Os refugiados sírios correm o risco de perder suas residências na Síria em consequência de um decreto de reconstrução urbana emitido pelo presidente Bashar al-Assad.

Segundo a nova lei, os fugitivos do país devastado pela guerra civil têm apenas 30 dias para provar, por meio de documentação, a propriedade de imóveis depois que um novo plano de urbanização de uma área for aprovado, informaram jornais europeus nesta sexta-feira (27/04).

O chamado Decreto 10, emitido em 4 de abril, equivale a coagir de milhões de sírios deslocados – incluindo meio milhão que está na Alemanha – a retornar às regiões da Síria sob controle de Assad, avaliou o diário alemão Rheinische Post.

Leia também: "Missão cumprida": mas qual é o plano para Síria?

O jornal Süddeutsche Zeitung acrescentou que o governo alemão exortou a ONU, e particularmente a Rússia, a bloquear a legislação. Segundo os jornais alemães, que citaram especialistas da ONU no Oriente Médio, os afetados são especialmente aqueles que possuem apartamentos, prédios e terrenos e, especialmente, a classe média empreendedora.

A nova lei levantou temores de que os cidadãos sírios que se opuseram a Assad estarão sujeitos ao exílio permanente e que as pessoas consideradas leais ao regime receberão as propriedades daqueles.

Segundo o diário britânico The Guardian, como a maioria dos refugiados e deslocados está impossibilitada de retornar à terra natal apenas para provar a posse de propriedades, analistas e exilados afirmam que a lei e o prazo curto por ela estipulado podem servir como instrumento de mudança demográfica e engenharia social.

O Rheinische Post citou o Banco Mundial ao argumentar que a maioria dos refugiados sírios também não será capaz de apresentar provas por escrito porque os registros de terras cobrem apenas metade da Síria. Além disso, muitos documentos oficiais, por exemplo em Homs, foram destruídos na guerra, e poucos refugiados levaram consigo documentos de propriedade.

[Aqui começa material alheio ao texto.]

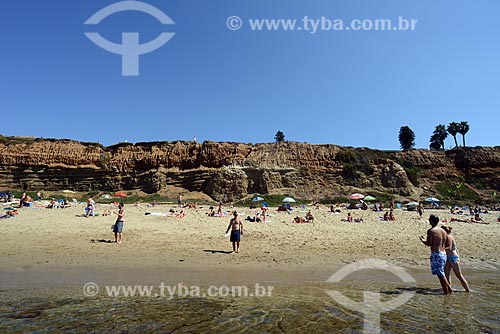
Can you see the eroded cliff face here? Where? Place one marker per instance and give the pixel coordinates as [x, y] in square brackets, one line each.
[230, 171]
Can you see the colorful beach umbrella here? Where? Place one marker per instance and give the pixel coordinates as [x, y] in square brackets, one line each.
[356, 196]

E comparecer com papéis ou entregar uma procuração para um advogado – conforme também estipulado no decreto – pode ser fatal, porque 1,5 milhão de sírios são procurados sob a acusação de terrorismo pelos serviços secretos da Síria.

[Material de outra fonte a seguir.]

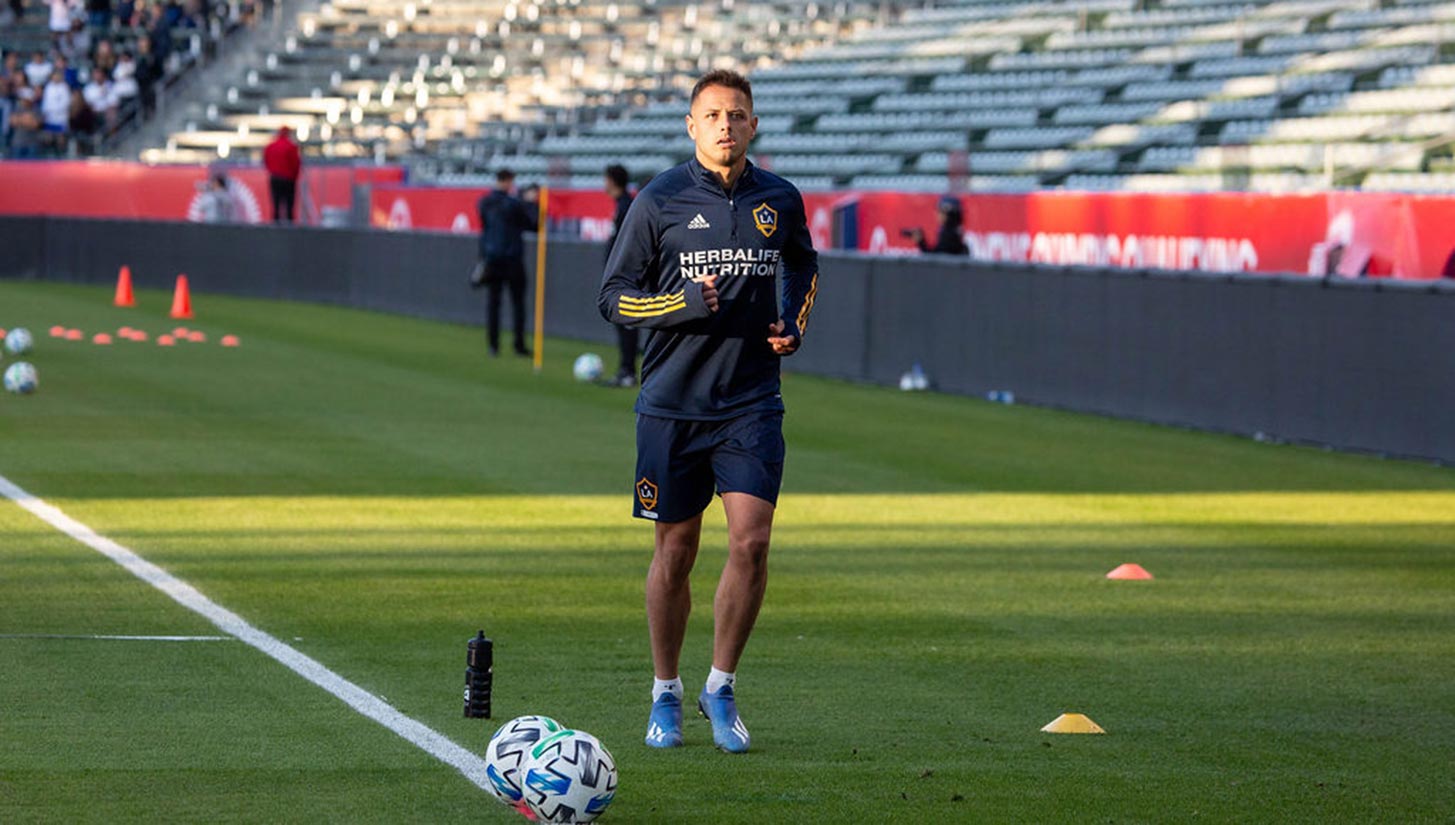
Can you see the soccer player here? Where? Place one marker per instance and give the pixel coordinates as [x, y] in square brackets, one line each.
[696, 264]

O Guardian traçou paralelos entre o decreto de Assad e as leis promulgadas no Líbano, após a guerra civil, para tomar terras no centro de Beirute, e a lei de propriedade em Israel, em 1950, que legalizou as apreensões de palestinos expulsos de suas terras.

O Ministério do Exterior da Alemanha criticou o decreto de Assad, afirmando que ele equivale a uma desapropriação de propriedades "em grande escala" dos refugiados sírios, informou o Süddeutsche Zeitung.

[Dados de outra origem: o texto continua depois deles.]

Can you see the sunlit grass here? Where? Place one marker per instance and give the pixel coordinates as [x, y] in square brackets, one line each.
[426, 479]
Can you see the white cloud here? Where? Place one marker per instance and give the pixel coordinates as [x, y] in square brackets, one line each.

Trata-se de uma aparente tentativa de modificar fundamentalmente as condições locais "em benefício do regime e de seus apoiadores e impedir o retorno de um grande número de sírios", acrescentou o governo alemão, segundo o diário.

O decreto de Assad é visto pelos grupos de oposição na Síria essencialmente como um pontapé inicial para a execução de uma espécie de limpeza étnica no país, segundo o Rheinische Post. Aqueles na vanguarda do levante na Síria em 2011, notadamente sunitas, enfrentam o despejo de centros econômicos, como Damasco, Homs, Aleppo e a costa do Mediterrâneo. 

Os remanescentes nas regiões centrais de Assad seriam minorias – para as quais o líder sírio se apresentou como protetor – como alevitas, cristãos, drusos, xiitas e ismaelitas.